Cavanaugh Bell, a 7-year-old resident of Gaithersburg, Maryland, took it upon himself to provide care packages and hot meals for senior citizens in his community. After Gov. Larry Hogan issued an order shutting down restaurants, Bell spent $600 of the money he saved from birthdays and Christmases to purchase the items needed to create the care packages and buy the meals from Buca Di Beppo.

The 7-year-old filmed a video at the local Target, where he went to purchase the supplies needed to provide the care packages. “What’s up, guys! I’m at Target, “ Bell said in the video. “Thank you for your donations, and look at all the stuff we got.”

 

 

Bell filled up multiple shopping carts with food and other items that seniors would need. In another video, the youngster said, “Don’t forget our senior citizens. They need to eat, too.”

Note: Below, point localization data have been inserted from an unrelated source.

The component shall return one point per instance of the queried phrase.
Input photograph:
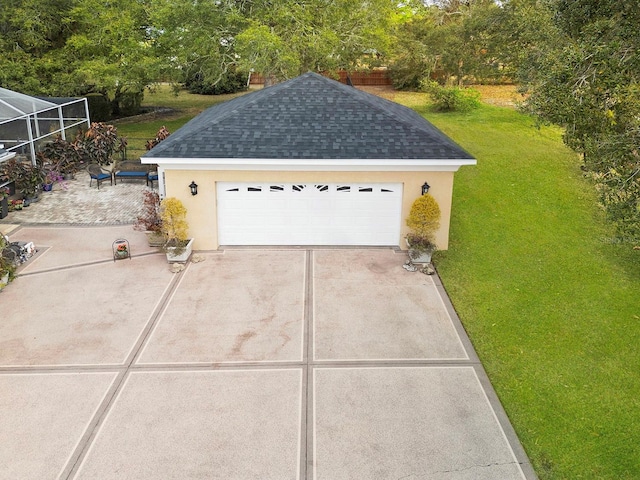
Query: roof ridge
(216, 118)
(389, 110)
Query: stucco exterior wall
(202, 208)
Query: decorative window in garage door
(309, 214)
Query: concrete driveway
(262, 364)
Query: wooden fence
(373, 78)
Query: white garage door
(309, 214)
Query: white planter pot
(183, 256)
(419, 257)
(154, 239)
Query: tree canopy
(577, 62)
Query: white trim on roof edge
(315, 164)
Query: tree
(110, 51)
(450, 40)
(584, 76)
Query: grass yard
(549, 299)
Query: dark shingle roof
(309, 117)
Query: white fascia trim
(311, 165)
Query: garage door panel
(308, 214)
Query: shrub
(174, 223)
(231, 82)
(449, 99)
(149, 220)
(424, 217)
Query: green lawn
(185, 106)
(549, 299)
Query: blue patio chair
(99, 174)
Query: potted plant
(7, 268)
(4, 203)
(51, 177)
(175, 230)
(424, 222)
(149, 221)
(27, 177)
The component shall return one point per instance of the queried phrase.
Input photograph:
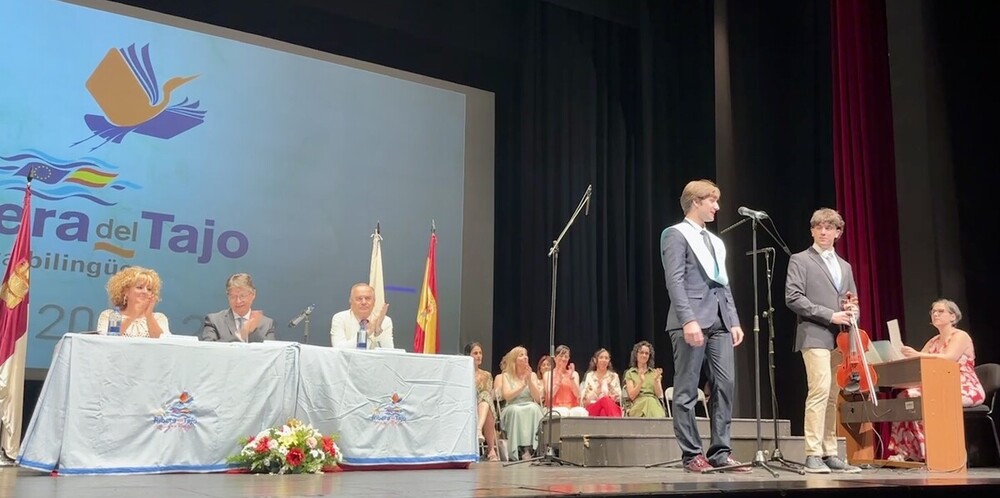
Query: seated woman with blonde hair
(642, 383)
(522, 391)
(135, 291)
(906, 439)
(565, 384)
(601, 387)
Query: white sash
(697, 244)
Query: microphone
(306, 312)
(750, 213)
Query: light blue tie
(711, 249)
(834, 266)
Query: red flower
(262, 444)
(294, 457)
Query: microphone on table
(306, 312)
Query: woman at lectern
(906, 440)
(522, 391)
(565, 382)
(485, 414)
(642, 383)
(601, 388)
(134, 292)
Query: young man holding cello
(818, 289)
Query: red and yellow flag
(14, 333)
(425, 338)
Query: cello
(854, 373)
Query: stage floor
(494, 479)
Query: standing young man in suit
(816, 290)
(702, 324)
(238, 323)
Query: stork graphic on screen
(124, 85)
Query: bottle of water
(115, 322)
(363, 335)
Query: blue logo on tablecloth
(176, 414)
(389, 412)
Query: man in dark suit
(816, 289)
(238, 323)
(703, 326)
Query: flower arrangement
(294, 448)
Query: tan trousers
(821, 402)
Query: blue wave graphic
(56, 162)
(96, 200)
(50, 190)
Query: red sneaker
(730, 462)
(697, 464)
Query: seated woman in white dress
(565, 385)
(135, 291)
(522, 392)
(601, 388)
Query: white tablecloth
(115, 405)
(391, 409)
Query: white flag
(375, 275)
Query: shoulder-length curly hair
(635, 352)
(128, 277)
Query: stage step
(637, 442)
(665, 426)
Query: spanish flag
(14, 333)
(425, 338)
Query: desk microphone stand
(550, 458)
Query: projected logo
(124, 85)
(389, 412)
(85, 178)
(176, 414)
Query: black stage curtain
(779, 68)
(628, 110)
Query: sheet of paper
(895, 340)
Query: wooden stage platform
(496, 480)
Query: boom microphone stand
(550, 458)
(758, 459)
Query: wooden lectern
(939, 407)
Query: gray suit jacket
(221, 326)
(811, 295)
(693, 295)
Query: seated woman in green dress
(522, 391)
(642, 383)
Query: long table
(116, 405)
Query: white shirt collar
(695, 224)
(825, 254)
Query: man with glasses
(239, 322)
(375, 328)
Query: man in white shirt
(345, 325)
(238, 323)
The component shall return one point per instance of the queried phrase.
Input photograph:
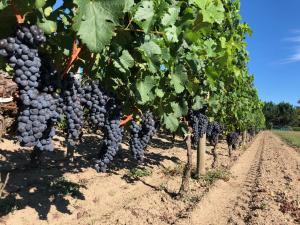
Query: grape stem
(19, 17)
(126, 120)
(75, 52)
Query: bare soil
(264, 187)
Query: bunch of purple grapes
(141, 135)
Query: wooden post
(201, 155)
(3, 184)
(185, 185)
(244, 137)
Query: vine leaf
(151, 52)
(170, 17)
(170, 121)
(95, 21)
(48, 26)
(144, 88)
(179, 79)
(179, 109)
(212, 11)
(3, 4)
(171, 33)
(125, 62)
(198, 103)
(144, 15)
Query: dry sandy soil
(264, 187)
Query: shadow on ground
(43, 187)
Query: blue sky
(274, 47)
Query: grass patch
(62, 187)
(139, 172)
(176, 170)
(8, 205)
(213, 175)
(292, 138)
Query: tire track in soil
(217, 205)
(245, 205)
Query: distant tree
(280, 115)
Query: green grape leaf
(212, 11)
(151, 53)
(159, 92)
(40, 3)
(3, 4)
(144, 15)
(128, 5)
(179, 109)
(170, 121)
(48, 26)
(170, 17)
(198, 103)
(179, 79)
(144, 88)
(95, 21)
(171, 33)
(48, 11)
(125, 62)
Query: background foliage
(160, 55)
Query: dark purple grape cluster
(199, 124)
(95, 99)
(37, 113)
(70, 102)
(113, 135)
(141, 135)
(38, 110)
(50, 79)
(213, 132)
(233, 140)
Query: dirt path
(265, 188)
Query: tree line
(281, 115)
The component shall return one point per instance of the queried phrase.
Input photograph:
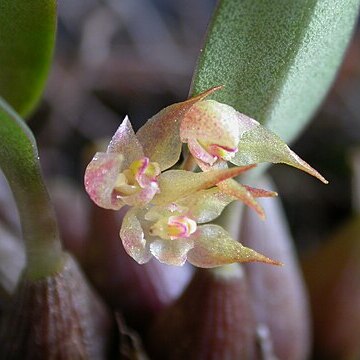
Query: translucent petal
(240, 192)
(214, 247)
(212, 122)
(260, 192)
(100, 179)
(171, 252)
(142, 197)
(206, 205)
(261, 145)
(126, 143)
(175, 184)
(132, 237)
(160, 135)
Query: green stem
(189, 163)
(19, 161)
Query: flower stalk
(19, 160)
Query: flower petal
(215, 123)
(240, 192)
(142, 197)
(261, 145)
(132, 237)
(214, 247)
(175, 184)
(126, 143)
(260, 192)
(160, 135)
(206, 205)
(171, 252)
(100, 179)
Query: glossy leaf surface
(27, 39)
(276, 59)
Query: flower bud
(58, 317)
(213, 319)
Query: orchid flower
(171, 209)
(127, 175)
(177, 232)
(217, 133)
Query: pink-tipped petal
(215, 247)
(126, 143)
(233, 188)
(212, 130)
(100, 178)
(160, 136)
(261, 145)
(175, 184)
(132, 237)
(171, 252)
(206, 205)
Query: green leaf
(19, 160)
(27, 39)
(277, 59)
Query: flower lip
(173, 227)
(138, 183)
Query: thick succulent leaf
(100, 178)
(126, 143)
(206, 205)
(132, 237)
(19, 161)
(160, 136)
(175, 184)
(214, 247)
(261, 145)
(276, 59)
(27, 39)
(240, 192)
(171, 252)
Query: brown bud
(139, 291)
(332, 273)
(58, 317)
(12, 261)
(278, 295)
(211, 320)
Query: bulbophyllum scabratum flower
(171, 209)
(179, 231)
(216, 134)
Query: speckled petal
(214, 247)
(126, 143)
(171, 252)
(240, 192)
(206, 205)
(160, 135)
(215, 123)
(132, 237)
(175, 184)
(261, 145)
(100, 178)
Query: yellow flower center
(174, 227)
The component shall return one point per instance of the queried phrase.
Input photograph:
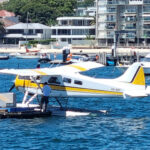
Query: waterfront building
(130, 17)
(8, 18)
(73, 28)
(25, 32)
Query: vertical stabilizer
(134, 75)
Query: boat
(3, 57)
(27, 55)
(146, 64)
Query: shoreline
(127, 51)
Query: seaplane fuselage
(77, 85)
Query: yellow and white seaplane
(66, 81)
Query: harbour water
(125, 126)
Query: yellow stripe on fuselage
(40, 72)
(28, 83)
(139, 77)
(78, 67)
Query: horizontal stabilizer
(134, 94)
(72, 68)
(133, 75)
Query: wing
(72, 68)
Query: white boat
(27, 55)
(146, 64)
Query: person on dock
(46, 93)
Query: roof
(28, 26)
(5, 13)
(7, 22)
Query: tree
(2, 29)
(41, 11)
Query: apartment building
(26, 31)
(130, 18)
(73, 28)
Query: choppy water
(125, 126)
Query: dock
(24, 115)
(56, 62)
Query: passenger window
(78, 82)
(54, 80)
(67, 80)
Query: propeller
(12, 87)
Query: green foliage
(86, 3)
(41, 11)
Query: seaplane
(66, 81)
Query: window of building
(39, 31)
(78, 82)
(54, 32)
(64, 32)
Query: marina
(127, 119)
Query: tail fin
(134, 75)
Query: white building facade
(73, 28)
(26, 31)
(130, 16)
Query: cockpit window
(78, 82)
(67, 80)
(54, 80)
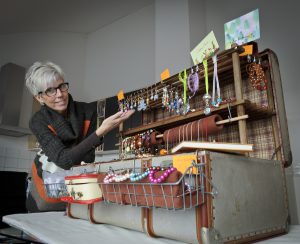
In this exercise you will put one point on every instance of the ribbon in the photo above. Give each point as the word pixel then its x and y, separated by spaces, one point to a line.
pixel 183 80
pixel 206 75
pixel 216 102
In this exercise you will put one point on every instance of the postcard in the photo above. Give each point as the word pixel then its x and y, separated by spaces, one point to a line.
pixel 205 49
pixel 242 30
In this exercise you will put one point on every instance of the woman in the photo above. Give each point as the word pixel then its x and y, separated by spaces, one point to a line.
pixel 65 129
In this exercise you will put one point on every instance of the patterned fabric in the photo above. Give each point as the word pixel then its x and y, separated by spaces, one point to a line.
pixel 259 132
pixel 65 141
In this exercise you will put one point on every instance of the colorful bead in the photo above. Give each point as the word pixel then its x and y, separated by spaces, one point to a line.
pixel 161 178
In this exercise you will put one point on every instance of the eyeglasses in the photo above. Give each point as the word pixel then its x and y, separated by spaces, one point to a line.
pixel 51 91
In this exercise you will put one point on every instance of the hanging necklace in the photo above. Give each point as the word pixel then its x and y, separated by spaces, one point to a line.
pixel 216 84
pixel 183 80
pixel 194 79
pixel 206 97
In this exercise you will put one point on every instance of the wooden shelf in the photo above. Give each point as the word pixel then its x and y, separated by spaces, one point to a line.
pixel 251 109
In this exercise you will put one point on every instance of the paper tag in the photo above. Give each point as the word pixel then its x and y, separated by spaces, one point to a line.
pixel 165 74
pixel 120 95
pixel 182 162
pixel 248 50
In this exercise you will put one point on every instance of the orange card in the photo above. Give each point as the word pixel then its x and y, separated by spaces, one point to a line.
pixel 248 50
pixel 182 162
pixel 120 95
pixel 165 74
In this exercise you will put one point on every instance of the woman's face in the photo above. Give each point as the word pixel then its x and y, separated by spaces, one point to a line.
pixel 57 102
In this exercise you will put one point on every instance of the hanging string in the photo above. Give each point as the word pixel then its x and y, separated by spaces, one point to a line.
pixel 206 75
pixel 216 85
pixel 206 97
pixel 183 80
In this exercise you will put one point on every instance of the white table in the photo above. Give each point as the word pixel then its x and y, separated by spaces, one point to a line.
pixel 55 227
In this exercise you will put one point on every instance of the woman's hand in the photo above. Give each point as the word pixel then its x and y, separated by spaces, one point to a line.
pixel 113 121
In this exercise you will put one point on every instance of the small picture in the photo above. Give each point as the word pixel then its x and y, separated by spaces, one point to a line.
pixel 242 30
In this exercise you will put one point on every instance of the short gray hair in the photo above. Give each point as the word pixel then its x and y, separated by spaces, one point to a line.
pixel 41 75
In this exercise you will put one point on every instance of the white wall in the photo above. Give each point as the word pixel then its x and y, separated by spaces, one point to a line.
pixel 279 23
pixel 65 49
pixel 120 56
pixel 172 40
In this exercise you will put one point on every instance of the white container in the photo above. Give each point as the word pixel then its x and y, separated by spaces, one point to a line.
pixel 83 189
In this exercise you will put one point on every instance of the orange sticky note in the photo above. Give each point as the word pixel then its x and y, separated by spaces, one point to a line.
pixel 165 74
pixel 120 95
pixel 182 162
pixel 248 50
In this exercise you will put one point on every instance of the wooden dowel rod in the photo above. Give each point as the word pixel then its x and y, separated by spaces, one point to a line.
pixel 225 121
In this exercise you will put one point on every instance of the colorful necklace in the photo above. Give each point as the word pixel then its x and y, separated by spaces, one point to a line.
pixel 194 79
pixel 163 177
pixel 216 84
pixel 206 97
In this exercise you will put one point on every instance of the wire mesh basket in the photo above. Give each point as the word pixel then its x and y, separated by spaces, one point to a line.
pixel 180 192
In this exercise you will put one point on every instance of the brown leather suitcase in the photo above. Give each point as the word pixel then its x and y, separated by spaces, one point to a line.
pixel 241 198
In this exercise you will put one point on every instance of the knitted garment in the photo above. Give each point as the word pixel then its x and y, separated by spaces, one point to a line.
pixel 65 141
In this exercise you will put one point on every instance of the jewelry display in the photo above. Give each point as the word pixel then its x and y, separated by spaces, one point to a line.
pixel 121 177
pixel 161 178
pixel 141 104
pixel 155 97
pixel 206 97
pixel 192 130
pixel 193 81
pixel 216 85
pixel 257 75
pixel 110 177
pixel 165 97
pixel 183 80
pixel 138 176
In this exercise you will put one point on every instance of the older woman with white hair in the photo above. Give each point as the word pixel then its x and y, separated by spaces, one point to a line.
pixel 65 129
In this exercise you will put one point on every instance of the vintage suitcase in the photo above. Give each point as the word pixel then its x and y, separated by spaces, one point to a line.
pixel 240 203
pixel 222 197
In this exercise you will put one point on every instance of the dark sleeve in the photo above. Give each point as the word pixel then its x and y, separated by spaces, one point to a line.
pixel 56 151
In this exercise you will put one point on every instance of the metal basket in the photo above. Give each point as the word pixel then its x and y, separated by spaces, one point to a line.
pixel 185 193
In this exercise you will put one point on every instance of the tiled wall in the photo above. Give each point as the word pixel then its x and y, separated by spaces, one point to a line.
pixel 14 155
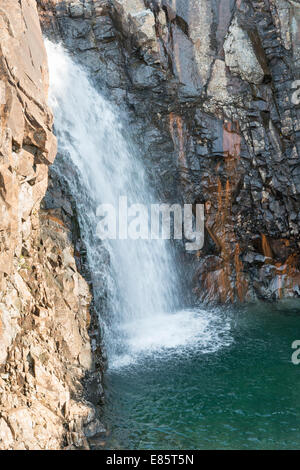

But this not Bell’s first act of philanthropy. On March 19, he helped to feed 90 disadvantaged students through his nonprofit, which is called “Cool and Dope.” The organization’s mission is to “eradicate all bullying and youth suicide through political and social action by his 18th birthday.

Bell, who calls himself the “Chief Positivity Creator,” started the organization at 5-years-old when he was bullied to the point that he was contemplating suicide. His mother encouraged him to start the movement to deal with his angst at being bullied.

The youngster also gave a TEDx Youth Talk and persuaded the city to dedicate February 21 as Bullying Awareness Day to honor Gabriel Taye, an 8-year-old who committed suicide in 2017 because of bullying. He is hoping to lead the Anti-Bullying Rally in Washington, D.C.

Hopefully, people like Bell will inspire others to display the same type of altruism during this epidemic. As we already know, the government can only do so much. It is up to Americans to help one another.